Confesso que, ao escrever sobre a imagem desse “Olhando para sempre”, me vi correr o risco de tratar a fotografia como uma janela e ficar falando só do assunto, descrevendo o fato em si, sem pensar na imagem e sua linguagem. Tem imagens que são tão fortes que sugam a gente para dentro delas, como se o espectador caísse num túnel que o levasse direto para a cena retratada. É um salto para o tempo e o espaço da foto.
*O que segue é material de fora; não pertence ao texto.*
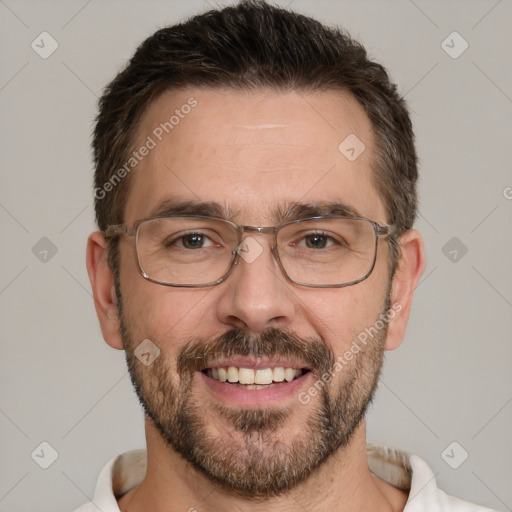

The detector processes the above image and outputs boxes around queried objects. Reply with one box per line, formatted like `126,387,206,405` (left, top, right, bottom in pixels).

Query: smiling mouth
202,366,310,390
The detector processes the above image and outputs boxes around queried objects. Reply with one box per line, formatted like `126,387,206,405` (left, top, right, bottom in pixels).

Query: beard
119,301,387,499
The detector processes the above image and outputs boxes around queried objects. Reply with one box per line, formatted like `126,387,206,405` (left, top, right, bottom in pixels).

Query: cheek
122,274,215,346
309,272,387,356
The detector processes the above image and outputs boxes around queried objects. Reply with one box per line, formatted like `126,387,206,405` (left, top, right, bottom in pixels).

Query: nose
217,236,296,334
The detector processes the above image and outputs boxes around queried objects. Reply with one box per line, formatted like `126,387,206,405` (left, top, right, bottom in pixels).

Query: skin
87,88,425,512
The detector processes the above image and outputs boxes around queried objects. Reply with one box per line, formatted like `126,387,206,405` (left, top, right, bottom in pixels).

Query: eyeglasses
105,215,397,288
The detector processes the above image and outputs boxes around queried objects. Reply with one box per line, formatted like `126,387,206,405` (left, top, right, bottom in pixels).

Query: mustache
176,327,335,375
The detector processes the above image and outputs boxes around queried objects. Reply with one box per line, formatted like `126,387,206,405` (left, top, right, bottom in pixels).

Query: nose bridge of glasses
233,226,276,263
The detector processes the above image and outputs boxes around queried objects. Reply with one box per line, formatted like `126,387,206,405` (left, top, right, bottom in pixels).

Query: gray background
0,0,512,512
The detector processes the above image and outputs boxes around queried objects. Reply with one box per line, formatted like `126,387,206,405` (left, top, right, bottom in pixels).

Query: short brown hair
92,0,417,277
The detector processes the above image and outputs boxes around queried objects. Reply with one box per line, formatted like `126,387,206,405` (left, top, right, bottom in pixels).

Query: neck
119,420,407,512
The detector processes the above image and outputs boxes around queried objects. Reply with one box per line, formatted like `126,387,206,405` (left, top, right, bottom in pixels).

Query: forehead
125,88,385,225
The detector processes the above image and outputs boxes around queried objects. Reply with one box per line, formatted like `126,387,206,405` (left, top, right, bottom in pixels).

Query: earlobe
86,231,123,350
386,229,425,350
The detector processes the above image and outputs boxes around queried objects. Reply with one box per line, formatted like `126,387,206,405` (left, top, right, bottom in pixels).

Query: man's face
120,89,389,496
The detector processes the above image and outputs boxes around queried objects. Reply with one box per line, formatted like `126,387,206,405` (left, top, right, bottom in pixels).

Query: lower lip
197,372,312,407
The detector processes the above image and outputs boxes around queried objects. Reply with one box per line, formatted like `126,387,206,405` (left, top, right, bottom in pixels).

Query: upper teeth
206,366,302,384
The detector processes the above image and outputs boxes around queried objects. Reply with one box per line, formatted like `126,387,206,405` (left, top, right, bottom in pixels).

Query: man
79,1,496,512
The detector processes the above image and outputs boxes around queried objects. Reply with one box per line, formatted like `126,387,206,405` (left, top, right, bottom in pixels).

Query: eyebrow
149,198,362,223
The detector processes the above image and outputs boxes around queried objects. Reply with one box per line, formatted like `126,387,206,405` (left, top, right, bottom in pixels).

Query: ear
386,229,425,350
86,231,124,350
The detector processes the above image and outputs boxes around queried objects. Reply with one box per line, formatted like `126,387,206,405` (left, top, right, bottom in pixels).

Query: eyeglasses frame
104,215,398,288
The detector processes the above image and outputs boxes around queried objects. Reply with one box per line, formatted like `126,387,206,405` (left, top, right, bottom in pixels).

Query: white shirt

Imagens documentais, mais correntemente, possuem essa força. Enquanto a foto não-documental nos descola da realidade para que busquemos referências completamente subjetivas, a foto documental nos remete de um jeito quase violento ao mundo que ela desenha em sua superfície. Essa foto de Ripper parece saber disso.
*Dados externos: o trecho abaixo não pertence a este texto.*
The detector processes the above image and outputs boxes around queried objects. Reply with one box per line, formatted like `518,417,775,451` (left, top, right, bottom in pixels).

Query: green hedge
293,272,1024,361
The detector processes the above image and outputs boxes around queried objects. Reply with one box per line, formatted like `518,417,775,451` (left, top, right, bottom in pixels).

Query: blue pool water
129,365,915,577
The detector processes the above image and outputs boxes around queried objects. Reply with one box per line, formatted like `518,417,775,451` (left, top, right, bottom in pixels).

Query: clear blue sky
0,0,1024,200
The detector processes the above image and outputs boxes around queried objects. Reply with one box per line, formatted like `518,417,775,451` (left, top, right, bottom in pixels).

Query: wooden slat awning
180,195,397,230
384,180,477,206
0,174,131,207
A imagem foi feita numa carvoaria em Ribas do Rio Pardo, no Mato Grosso do Sul. Mostra um menino segurando um forcado e encarando a câmera com um pesar que chega a dar dó. Atrás dele, o chão quase se confunde com a parede, como se o mundo não tivesse profundidade suficiente para deixar de ser imagem. O menino está apertado entre a superfície preta e os dentes do forcado, que o impedem de fugir dali, ao mesmo tempo em que sustentam-no. O espaço é pouco e a respiração é curta.
Josivaldo tem 9 anos, mas o nome e a idade a imagem não diz. Falando sobre o ensaio em si, Ripper destacou seu interesse em retratar as pessoas não para apenas descrever seus sofrimentos, suas dores físicas, ou qualquer estereótipo, mas para procurar nelas um pouco dos seus sonhos. Josivaldo, disse Ripper, queria ser jogador de futebol. E, por um instante, tenho quase certeza de que é esse o seu pesar quando ele segura o forcado com as duas mãos e nos olha.
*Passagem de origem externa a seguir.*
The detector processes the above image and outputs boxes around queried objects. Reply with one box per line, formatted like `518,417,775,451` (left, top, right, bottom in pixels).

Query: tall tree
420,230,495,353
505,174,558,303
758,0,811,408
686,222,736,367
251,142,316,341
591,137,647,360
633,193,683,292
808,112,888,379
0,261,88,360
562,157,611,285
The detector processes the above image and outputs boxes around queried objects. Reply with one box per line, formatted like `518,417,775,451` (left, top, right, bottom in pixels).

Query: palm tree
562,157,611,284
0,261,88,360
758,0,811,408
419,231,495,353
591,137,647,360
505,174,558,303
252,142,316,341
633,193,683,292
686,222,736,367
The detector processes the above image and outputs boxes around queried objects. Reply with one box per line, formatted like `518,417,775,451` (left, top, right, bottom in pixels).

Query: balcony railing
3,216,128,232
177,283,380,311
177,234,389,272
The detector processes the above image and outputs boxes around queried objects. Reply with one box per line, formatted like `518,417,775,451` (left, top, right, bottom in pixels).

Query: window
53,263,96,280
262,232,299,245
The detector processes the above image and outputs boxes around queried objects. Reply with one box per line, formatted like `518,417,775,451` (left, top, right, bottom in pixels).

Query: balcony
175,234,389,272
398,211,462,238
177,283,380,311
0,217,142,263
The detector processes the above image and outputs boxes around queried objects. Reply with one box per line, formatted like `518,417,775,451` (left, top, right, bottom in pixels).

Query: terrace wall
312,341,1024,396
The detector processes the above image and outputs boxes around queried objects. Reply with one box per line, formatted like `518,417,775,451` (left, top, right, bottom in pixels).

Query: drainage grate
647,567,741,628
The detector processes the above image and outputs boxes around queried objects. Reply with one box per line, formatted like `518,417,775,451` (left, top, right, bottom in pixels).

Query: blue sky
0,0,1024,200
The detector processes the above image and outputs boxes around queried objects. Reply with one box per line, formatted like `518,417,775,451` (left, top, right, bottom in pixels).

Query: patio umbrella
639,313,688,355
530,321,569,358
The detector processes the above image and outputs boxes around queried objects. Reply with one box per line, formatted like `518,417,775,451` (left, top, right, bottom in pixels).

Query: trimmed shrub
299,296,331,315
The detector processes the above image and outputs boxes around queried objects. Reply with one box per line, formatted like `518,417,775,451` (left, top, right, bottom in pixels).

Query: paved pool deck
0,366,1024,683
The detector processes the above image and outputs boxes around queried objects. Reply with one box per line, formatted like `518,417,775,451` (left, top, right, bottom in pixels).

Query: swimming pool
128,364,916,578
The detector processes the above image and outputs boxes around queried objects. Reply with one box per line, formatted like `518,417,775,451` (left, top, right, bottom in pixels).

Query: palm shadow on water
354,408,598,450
Segundo o fotógrafo, essa foto foi usada como prova em um processo jurídico que resultou em punição para a empresa por exploração do trabalho infantil. Carrega esse orgulho em sua história. Espero que tenha possibilitado também que o pé esquerdo de Josivaldo trocasse os dentes de ferro por uma bola. Me parece que uma foto faz milagres!